There are also ways for employees to diversify their wealth without immediately selling stocks and paying taxes. Prepaid forward contracts allow employees to borrow against stock holdings over a certain period of time and use the proceeds to diversify their investment portfolios. Such contracts usually also include a "price spread protection zone" (collar), which sets a floor and ceiling price for the stock, thereby limiting the employee's downside risk and upside. When the contract expires, the employee can sell the shares and pay the tax, or continue the strategy by opening another contract.

Falcon 9
Also popular are exchange-traded funds, which are private investment vehicles that allow investors with concentrated positions in different companies to pool their respective stocks to diversify their portfolios. The IRS generally requires investors to hold an interest in such funds for at least seven years.

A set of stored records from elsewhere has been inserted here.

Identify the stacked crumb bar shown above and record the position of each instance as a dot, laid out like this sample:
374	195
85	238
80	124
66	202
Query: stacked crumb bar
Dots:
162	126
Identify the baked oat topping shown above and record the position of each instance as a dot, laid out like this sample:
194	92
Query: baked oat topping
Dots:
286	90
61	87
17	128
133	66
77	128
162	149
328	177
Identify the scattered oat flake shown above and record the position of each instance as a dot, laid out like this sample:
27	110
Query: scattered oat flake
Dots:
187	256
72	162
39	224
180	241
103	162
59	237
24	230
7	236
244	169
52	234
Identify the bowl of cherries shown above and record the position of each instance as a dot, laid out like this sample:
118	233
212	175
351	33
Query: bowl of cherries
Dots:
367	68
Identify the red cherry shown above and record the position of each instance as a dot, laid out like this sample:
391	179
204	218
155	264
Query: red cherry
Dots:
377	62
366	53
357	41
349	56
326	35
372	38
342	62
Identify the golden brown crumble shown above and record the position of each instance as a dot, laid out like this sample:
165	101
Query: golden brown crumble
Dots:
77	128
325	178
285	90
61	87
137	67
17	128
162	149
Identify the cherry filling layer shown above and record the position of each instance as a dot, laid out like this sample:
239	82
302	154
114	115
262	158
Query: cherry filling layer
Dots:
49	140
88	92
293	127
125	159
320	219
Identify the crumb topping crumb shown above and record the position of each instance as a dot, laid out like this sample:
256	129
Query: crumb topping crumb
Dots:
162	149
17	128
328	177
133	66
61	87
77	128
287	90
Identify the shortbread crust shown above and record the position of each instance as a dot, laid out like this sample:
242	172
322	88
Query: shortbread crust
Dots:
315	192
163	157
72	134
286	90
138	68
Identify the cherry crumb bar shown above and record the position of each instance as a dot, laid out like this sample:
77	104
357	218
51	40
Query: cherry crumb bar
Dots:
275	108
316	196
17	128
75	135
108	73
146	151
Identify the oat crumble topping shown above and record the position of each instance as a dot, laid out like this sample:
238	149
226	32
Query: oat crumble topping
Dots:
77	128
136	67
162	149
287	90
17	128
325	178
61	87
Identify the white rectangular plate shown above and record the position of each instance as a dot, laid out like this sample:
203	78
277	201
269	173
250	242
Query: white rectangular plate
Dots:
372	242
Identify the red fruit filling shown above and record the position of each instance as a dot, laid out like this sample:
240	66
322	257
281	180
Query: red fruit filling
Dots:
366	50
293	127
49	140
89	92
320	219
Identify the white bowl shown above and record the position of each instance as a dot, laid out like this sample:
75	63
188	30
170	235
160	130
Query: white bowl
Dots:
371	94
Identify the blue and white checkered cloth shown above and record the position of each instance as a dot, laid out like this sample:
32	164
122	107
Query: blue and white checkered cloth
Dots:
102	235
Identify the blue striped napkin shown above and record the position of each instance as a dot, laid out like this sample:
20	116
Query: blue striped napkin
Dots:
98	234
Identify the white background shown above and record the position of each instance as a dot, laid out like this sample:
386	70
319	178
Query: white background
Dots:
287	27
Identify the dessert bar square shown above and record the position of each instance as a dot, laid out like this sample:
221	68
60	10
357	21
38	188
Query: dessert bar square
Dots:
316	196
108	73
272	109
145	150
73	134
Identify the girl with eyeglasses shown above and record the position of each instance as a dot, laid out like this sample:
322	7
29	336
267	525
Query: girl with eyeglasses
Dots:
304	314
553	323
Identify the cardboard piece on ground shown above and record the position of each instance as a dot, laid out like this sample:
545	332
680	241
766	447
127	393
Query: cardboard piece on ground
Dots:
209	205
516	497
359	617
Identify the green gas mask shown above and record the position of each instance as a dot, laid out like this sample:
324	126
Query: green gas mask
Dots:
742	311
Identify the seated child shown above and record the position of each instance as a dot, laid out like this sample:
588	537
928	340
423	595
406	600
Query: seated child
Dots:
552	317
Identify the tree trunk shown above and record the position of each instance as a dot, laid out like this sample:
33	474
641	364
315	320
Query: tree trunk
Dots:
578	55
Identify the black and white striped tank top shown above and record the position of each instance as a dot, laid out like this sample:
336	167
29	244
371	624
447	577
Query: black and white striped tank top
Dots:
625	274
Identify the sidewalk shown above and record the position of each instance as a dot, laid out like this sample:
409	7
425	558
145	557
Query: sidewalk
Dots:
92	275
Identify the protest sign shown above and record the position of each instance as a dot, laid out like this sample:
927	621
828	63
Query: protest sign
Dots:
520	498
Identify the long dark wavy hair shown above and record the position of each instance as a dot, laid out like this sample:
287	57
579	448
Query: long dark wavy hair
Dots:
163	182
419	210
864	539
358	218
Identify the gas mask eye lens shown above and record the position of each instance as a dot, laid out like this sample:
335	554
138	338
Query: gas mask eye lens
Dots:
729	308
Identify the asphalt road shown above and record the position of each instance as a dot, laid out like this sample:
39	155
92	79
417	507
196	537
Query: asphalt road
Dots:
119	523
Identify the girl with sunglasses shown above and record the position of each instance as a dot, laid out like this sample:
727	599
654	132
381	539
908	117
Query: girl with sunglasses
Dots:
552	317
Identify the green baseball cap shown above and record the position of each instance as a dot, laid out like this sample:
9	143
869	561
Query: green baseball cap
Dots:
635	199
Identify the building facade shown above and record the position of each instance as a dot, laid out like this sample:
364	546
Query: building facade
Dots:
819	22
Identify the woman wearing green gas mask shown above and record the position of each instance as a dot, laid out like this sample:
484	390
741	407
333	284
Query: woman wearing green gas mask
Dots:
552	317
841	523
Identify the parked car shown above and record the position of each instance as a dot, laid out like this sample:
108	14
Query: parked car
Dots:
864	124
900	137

In addition, there are 83(b) options granted on stock. The option allows the holder to pay taxes in advance before the equity vests, which can result in huge tax savings if the stock appreciates significantly when it vests. However, if stock prices fall, taxpayers may be paying an early tax that they would not otherwise have to pay.
risk
Even with careful planning, owning company stock always carries risks.
For example, Franklin, a consultant who advises former SpaceX employees, joined Amazon in 1998, just a year before it went public. He was the only person in the company's onboarding class to sell stocks after one year on the job.
When the dot-com crisis hit, the remaining three-quarters of the shares he was granted fell below the exercise price and eventually became worthless.
"Now we all look at Amazon as a huge success story," Franklin said, "but it hasn't always been that way."